Furthermore, if sex selective abortions were criminalised it’d be difficult to know who to prosecute. Surely not the woman if she has been coerced into the decision, surely not the doctor if they had been deceived?
But sex selective abortions are oppressive. How can we protect the rights of women, if not by clarification of the law? Are women really liberated if their ‘choice’ is determined by a patriarchy? Gender discrimination is not tolerated once we’re born, why then, should it be subjective previous to that?
NO – Ciaran Morrisey
Since 1967, the legal right of a woman to terminate her pregnancy has been protected in England, Wales, and Scotland. The successful campaign for this right is probably the greatest success of 20th century feminism, even greater than the criminalisation of marital rape or the introduction of female suffrage.

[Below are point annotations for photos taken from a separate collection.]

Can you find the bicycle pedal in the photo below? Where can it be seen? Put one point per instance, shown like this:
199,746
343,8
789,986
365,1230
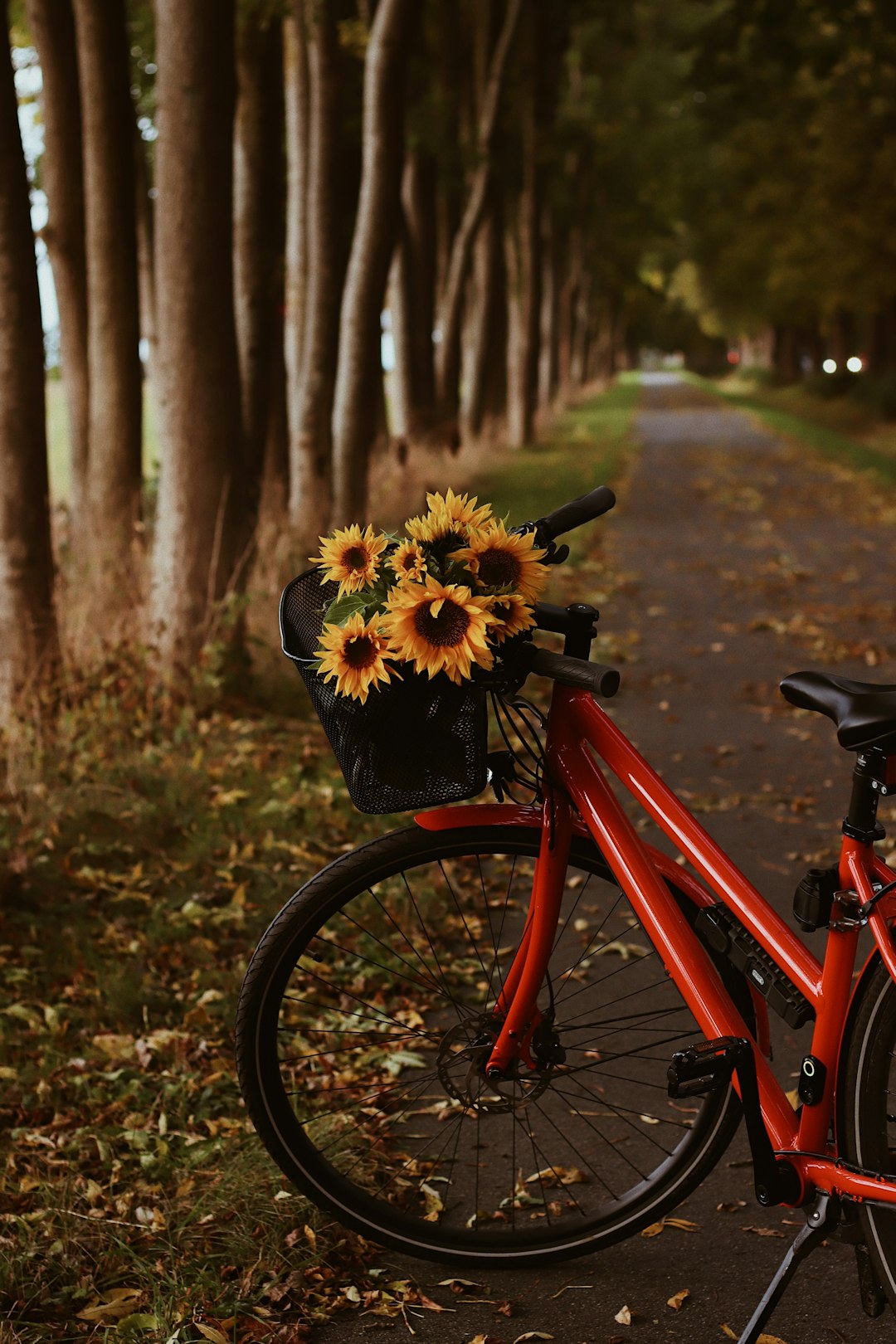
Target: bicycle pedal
704,1068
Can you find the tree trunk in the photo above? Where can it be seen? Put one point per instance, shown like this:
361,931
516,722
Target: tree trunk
310,424
26,561
258,227
145,258
412,297
202,531
550,319
62,167
375,227
581,331
486,386
296,262
114,470
446,364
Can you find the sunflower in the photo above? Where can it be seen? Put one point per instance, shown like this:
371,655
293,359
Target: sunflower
409,561
504,559
355,655
514,615
351,557
449,519
440,628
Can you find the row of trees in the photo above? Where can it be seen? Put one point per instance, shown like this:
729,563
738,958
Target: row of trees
528,191
793,217
246,188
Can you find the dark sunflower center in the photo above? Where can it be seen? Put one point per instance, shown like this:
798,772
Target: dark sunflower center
360,652
497,569
445,629
355,558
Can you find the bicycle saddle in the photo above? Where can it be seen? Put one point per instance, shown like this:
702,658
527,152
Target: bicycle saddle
864,713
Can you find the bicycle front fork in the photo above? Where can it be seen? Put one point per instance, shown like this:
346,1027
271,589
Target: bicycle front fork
518,1001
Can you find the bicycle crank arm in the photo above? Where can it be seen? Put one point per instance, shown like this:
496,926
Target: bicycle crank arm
821,1220
709,1066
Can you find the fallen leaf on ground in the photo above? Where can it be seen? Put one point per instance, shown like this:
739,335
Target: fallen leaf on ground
119,1301
681,1224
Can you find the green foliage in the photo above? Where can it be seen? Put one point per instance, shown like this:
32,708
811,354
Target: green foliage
147,836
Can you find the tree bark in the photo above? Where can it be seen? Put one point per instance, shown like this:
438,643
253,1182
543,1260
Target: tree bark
446,366
310,422
486,388
258,227
114,470
26,559
62,166
202,535
296,80
550,320
145,257
412,297
375,227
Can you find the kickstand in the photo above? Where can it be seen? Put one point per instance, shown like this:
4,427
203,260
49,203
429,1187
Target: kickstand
821,1220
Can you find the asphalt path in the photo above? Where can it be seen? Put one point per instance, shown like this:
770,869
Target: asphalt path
740,558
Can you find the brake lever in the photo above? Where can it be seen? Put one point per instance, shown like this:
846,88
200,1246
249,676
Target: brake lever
553,554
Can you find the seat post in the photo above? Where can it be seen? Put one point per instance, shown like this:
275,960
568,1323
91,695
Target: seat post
869,778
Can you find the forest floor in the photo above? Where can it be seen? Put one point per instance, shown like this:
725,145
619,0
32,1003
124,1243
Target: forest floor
147,839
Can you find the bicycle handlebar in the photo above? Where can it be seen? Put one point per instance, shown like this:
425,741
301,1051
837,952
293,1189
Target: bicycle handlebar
577,513
590,676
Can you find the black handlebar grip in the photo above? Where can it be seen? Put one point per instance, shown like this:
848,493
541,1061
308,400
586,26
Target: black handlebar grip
577,513
590,676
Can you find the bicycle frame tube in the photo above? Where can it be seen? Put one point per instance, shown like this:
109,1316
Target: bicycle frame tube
579,730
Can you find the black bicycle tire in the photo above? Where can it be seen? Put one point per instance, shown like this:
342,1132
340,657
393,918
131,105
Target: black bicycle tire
861,1093
285,933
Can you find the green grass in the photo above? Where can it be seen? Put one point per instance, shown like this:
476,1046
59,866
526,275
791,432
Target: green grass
58,440
585,448
817,424
147,838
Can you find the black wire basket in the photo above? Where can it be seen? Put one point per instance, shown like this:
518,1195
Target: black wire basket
414,743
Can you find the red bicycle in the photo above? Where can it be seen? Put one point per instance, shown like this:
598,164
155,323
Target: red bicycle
514,1032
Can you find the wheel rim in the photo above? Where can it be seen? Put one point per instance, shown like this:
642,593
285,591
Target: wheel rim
377,1025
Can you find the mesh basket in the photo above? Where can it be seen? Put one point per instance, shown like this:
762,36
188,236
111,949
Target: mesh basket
412,743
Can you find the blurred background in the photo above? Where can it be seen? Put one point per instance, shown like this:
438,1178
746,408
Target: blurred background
290,256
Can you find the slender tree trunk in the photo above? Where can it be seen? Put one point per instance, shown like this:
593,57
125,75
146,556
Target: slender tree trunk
296,80
258,227
145,258
449,321
582,329
486,386
114,472
550,320
26,561
412,297
202,528
377,212
310,431
62,166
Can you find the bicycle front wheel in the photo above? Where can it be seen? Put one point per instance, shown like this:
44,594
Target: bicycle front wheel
867,1113
363,1030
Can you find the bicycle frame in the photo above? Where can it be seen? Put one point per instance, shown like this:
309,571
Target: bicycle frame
578,732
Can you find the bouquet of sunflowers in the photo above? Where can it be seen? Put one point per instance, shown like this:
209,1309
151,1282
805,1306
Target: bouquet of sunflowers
441,598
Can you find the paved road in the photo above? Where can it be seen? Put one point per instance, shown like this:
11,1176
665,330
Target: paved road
743,559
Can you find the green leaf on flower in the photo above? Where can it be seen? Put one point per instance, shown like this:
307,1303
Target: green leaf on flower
345,606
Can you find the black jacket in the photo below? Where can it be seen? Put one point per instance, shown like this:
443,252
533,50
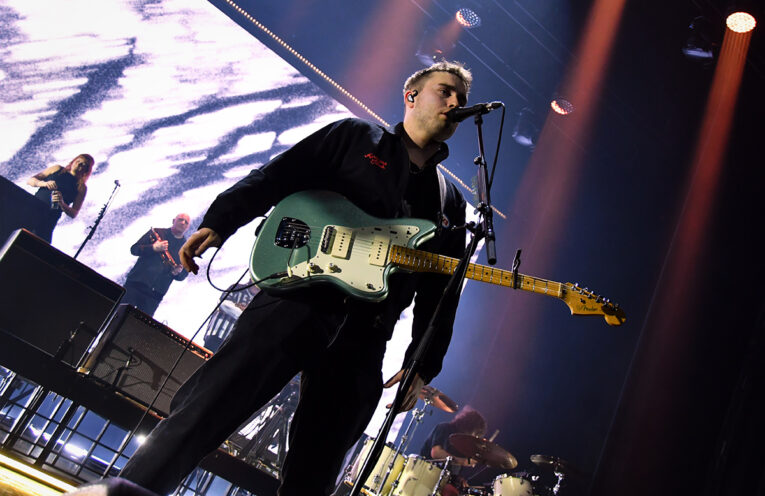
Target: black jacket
370,166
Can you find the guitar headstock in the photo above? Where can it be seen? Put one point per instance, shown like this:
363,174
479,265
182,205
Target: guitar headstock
582,301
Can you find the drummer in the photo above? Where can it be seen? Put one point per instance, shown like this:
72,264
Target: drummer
467,421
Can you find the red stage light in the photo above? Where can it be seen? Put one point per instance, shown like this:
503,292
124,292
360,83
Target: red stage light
562,106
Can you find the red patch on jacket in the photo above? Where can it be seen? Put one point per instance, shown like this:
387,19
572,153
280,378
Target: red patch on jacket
376,161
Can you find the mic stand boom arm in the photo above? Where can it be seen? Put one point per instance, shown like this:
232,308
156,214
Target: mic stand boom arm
455,285
98,219
484,199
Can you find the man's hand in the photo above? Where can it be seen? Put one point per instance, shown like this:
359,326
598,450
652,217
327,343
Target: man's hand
196,245
411,396
159,246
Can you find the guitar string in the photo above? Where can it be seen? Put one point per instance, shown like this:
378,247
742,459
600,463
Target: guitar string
364,246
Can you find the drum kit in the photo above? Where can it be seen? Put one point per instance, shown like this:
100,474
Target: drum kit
395,474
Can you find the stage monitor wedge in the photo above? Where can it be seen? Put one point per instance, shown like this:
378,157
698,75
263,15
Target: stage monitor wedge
45,295
135,354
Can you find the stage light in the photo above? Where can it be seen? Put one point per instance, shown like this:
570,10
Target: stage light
468,18
740,22
562,106
699,44
526,131
437,45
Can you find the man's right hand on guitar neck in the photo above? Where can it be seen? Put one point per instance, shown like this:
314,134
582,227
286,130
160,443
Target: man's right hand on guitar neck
196,245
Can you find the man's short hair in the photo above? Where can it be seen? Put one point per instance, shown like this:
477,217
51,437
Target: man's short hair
456,68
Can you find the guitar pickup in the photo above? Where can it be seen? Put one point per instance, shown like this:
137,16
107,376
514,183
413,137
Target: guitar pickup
340,244
378,254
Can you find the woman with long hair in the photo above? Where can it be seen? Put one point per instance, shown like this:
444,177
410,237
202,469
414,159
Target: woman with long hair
64,189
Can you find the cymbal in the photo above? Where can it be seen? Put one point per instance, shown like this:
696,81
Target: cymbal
482,450
556,463
438,399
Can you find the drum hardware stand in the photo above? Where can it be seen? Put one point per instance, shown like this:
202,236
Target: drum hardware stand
277,421
403,444
444,471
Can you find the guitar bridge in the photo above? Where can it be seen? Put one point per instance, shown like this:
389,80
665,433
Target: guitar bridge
292,233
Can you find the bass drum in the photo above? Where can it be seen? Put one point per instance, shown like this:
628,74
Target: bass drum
507,485
377,484
420,478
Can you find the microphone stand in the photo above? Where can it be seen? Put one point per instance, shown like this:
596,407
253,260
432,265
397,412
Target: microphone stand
98,218
454,286
484,199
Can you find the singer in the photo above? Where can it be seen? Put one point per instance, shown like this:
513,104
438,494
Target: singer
64,189
157,265
338,343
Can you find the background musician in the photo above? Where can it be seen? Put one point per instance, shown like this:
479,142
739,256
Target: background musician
63,189
157,265
467,421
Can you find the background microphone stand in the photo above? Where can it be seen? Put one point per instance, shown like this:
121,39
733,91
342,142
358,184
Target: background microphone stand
484,198
485,228
98,218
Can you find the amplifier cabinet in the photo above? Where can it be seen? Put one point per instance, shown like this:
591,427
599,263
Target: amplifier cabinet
134,355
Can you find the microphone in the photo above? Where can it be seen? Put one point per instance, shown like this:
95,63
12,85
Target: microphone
459,114
53,202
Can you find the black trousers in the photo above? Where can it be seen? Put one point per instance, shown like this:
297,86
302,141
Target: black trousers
273,340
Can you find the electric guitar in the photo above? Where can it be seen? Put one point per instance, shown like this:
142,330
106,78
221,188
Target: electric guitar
314,237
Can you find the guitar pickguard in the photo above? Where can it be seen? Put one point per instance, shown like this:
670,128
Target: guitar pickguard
356,256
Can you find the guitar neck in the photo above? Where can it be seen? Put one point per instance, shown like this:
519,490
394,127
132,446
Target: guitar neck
422,261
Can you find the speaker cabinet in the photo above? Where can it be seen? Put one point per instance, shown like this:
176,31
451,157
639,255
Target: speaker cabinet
135,354
45,294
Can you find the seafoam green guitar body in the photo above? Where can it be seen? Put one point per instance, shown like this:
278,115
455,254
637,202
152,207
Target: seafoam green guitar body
315,237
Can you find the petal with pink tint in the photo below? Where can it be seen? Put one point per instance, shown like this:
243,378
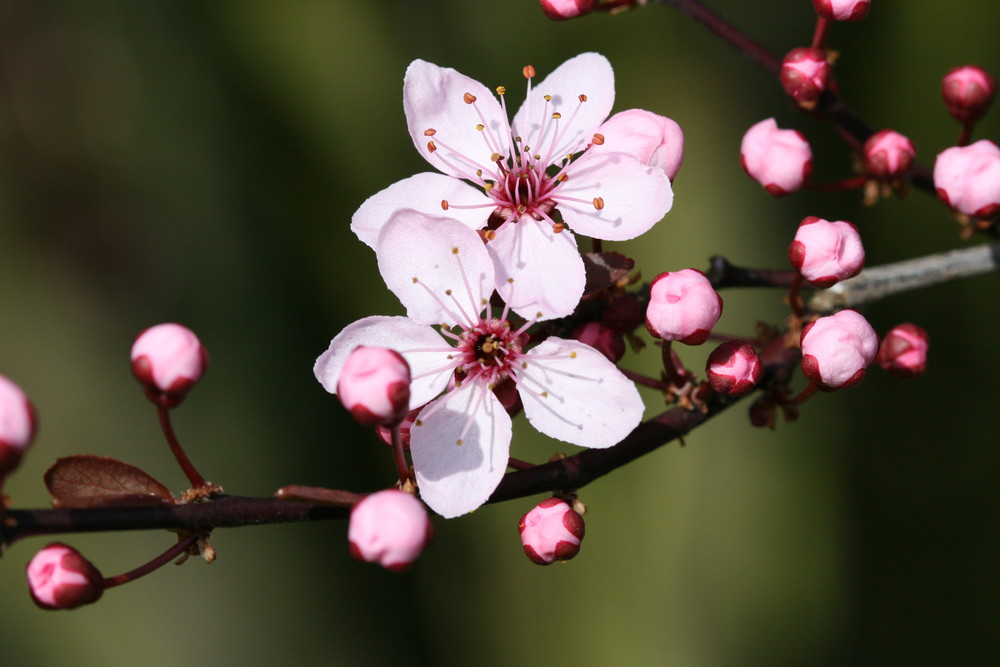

But this right is being threatened, and it is being threatened by faulty arguments that may well cause it to disappear entirely. In particular, the current threat to reproductive freedom is based around the issue of sex-selective abortions.
Sex-selective abortions are abortions that occur primarily due to the sex of the foetus. They are fairly common in places like China and India, and in these instances, the aborted foetus is almost always female. The argument is that such cultural practices perpetuate entrenched misogyny and backward attitudes about women, and that allowing sex-selective abortions is tantamount to endorsing these cultural norms.
The crucial point here is that, regardless of the intentions of any policies to criminalise sex-selective abortions, they’re going to cause negative consequences, and these consequences are going to be felt exclusively by vulnerable women.
Before the legalisation of abortion, women were dying from illegal and improperly-performed terminations. The solution to this was simple; allow pregnant women to choose whether they carried their pregnancies to full term or had them terminated safely and legally. It is crucial to remember that the decision here was left to the women themselves.
If we bring in legislation to say that certain kinds of abortions are illegal, then we’ll have to ensure an abortion is taking place for the ‘right reasons’, and we cannot do this without taking the agency away from pregnant women. There’d need to be a third person who assessed the woman’s motives and decided whether or not she ought to be allowed an abortion. Of course, there’s nothing stopping them from going to back-alley doctors and accepting the risks of illegal abortions, but the barbarity and indignity of these cases was one of the driving factors in the fight to get abortion legalised in the first place.
The fight against sex-selective abortions may be well-intentioned, but any ban would be unenforceable. Even if it were enforceable, we’d be denying women access abortions based on their motives. If we accept that we have the right to prevent women from terminating their pregnancies, how can we claim to be pro-choice?